Altair is a statistical Data Visualization library for Python. It provides a simple and easy-to-understand syntax for creating both static and interactive visualizations.
What I like most about Altair is the data transformation and filtering features. It provides flexible and versatile methods to transform and filter data while creating a data visualization.
In that sense, Altair can also be considered as a data analysis tool as well. We will go over 3 examples that demonstrate how Altair expedite the exploratory data analysis process.
We will use a small sample from the Melbourne housing dataset available on Kaggle for the examples. We first import the libraries and read the dataset.
import numpy as np
import pandas as pd
import altair as alt
cols = ['Type','Price','Distance','Date','Landsize','Regionname']
melb = pd.read_csv(
"/content/melb_data.csv", usecols = cols, parse_dates = ['Date']
).sample(n=1000).reset_index(drop=True)
melb.head()

Example 1
We will create a bar plot that shows the average house price in each region. One option is to calculate the average values by using the functions of Pandas and then plot the results.
However, we can do all at once with Altair.
alt.Chart(melb).mark_bar().encode(
x = 'Regionname', y = 'avg_price:Q'
).transform_aggregate(
avg_price = 'mean(Price)', groupby = ['Regionname']
).properties(
height = 300, width = 500
)
The syntax starts with a top-level Chart object followed by the plot type. The encode function is used to specify what to plot in the dataframe passed to the Chart object.
As you may have noticed, the y encoding is not a column in the dataframe. It is aggregated column which is calculated in the next step using the transform_aggregate function. The "Q" letter in the y encoding stands for quantitative.
The properties function is used to adjust the properties of the visualization. Here is the plot generated by the code above.

Example 2
The distance column indicates the distance of the house to the central business district.

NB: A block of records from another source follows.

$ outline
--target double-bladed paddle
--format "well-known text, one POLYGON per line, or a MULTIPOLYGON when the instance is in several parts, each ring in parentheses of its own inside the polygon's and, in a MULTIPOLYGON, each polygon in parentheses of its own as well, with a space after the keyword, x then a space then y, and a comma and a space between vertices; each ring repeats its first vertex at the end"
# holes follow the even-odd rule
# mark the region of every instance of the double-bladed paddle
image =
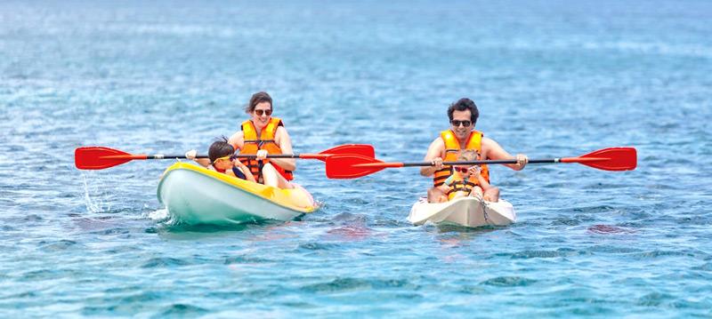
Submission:
MULTIPOLYGON (((332 148, 318 154, 271 154, 267 158, 301 158, 318 159, 326 161, 327 158, 336 155, 374 157, 373 146, 368 144, 344 144, 332 148)), ((237 157, 255 158, 255 155, 235 155, 237 157)), ((74 163, 80 170, 103 170, 105 168, 120 165, 133 160, 186 158, 184 155, 145 155, 128 154, 118 149, 104 147, 83 147, 74 151, 74 163)), ((207 156, 197 156, 196 158, 207 158, 207 156)))
MULTIPOLYGON (((327 158, 327 177, 329 179, 357 179, 373 174, 385 168, 433 166, 430 162, 384 163, 373 156, 360 155, 335 155, 327 158)), ((578 157, 558 157, 531 159, 529 163, 578 163, 604 171, 632 171, 637 165, 637 155, 634 148, 609 148, 599 149, 578 157)), ((443 165, 477 165, 517 163, 517 160, 486 160, 467 162, 443 162, 443 165)))

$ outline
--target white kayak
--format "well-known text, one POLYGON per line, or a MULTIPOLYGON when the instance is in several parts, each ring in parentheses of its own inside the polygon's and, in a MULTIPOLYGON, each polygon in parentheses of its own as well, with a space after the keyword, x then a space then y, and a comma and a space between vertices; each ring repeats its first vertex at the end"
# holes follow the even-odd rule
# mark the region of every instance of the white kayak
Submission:
POLYGON ((408 220, 413 225, 423 225, 430 221, 435 225, 456 225, 466 227, 482 226, 507 226, 517 219, 514 207, 509 202, 487 202, 476 197, 459 197, 445 203, 428 203, 420 198, 413 208, 408 220))
POLYGON ((318 208, 301 187, 279 189, 185 163, 166 170, 158 195, 171 218, 189 225, 287 221, 318 208))

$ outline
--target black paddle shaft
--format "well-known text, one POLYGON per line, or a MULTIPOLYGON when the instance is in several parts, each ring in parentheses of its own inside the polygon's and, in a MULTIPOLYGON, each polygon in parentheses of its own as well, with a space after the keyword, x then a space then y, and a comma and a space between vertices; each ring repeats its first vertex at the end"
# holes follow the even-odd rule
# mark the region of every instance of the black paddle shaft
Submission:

Let’s say we want to create the plot in the previous examples for houses that have a distance of more than 3 miles.
We can easily accomplish this task by implementing the transform_filter function in our code.
alt.Chart(
melb, height=300, width=500
).mark_bar().encode(
x = 'Regionname', y = 'avg_price:Q'
).transform_filter(
alt.FieldGTPredicate(field='Distance', gt=3)
).transform_aggregate(
avg_price = 'mean(Price)',groupby = ['Regionname']
)
The FieldGTPredicate handles "greater than" conditions. Altair also provides predicates for other conditions such as "equal", "less than", "range", and so on.
In the previous example, we used the properties function to adjust the size. In this example, the same operation is done inside the chart object.
Here is the bar plot of the filtered values.

Example 3
This example involves a lookup operation which is similar to the merge function of Pandas.
Consider we have another dataframe that contains some information about the owner of these houses.
melb['OwnerId'] = np.arange(1,1001)
df = pd.DataFrame({
'OwnerId': melb['OwnerId'],
'Age': np.random.randint(20, 40, size=1000),
'Salary': np.random.randint(5000, 10000, size=1000)
})
df.head()

We have added an id column in the original dataframe and created a new one that contains id, age, and salary information of the customers.
We want to plot the average salary of owners for each house type. We can use Pandas functions to merge the dataframes and group the data points (i.e. rows) by house type and calculate the average values.
Another option is to use the lookup transformation of Altair as follows:
alt.Chart(
df, height=300, width=500
).mark_bar().encode(
x = 'mean(Salary):Q', y = 'Type:O'
).transform_lookup(
lookup='OwnerId',
from_=alt.LookupData(data=melb, key='OwnerId', fields=['Type'])
)
The lookup parameter refers to the column to be used for merging. Here is the generated plot:

Conclusion
We have done 3 examples that demonstrate the transformation and filtering capabilities of Altair. With regards to these operations, Altair serves as a data analysis and manipulation tool as well.
Pandas, of course, much more powerful for such operations. However, being able to perform basic data wrangling operations while creating a visualization adds significant value to Altair.
We have done only bar plot examples but transformation features can be extended to any other plot appropriately.
Thank you for reading. Please let me know if you have any feedback.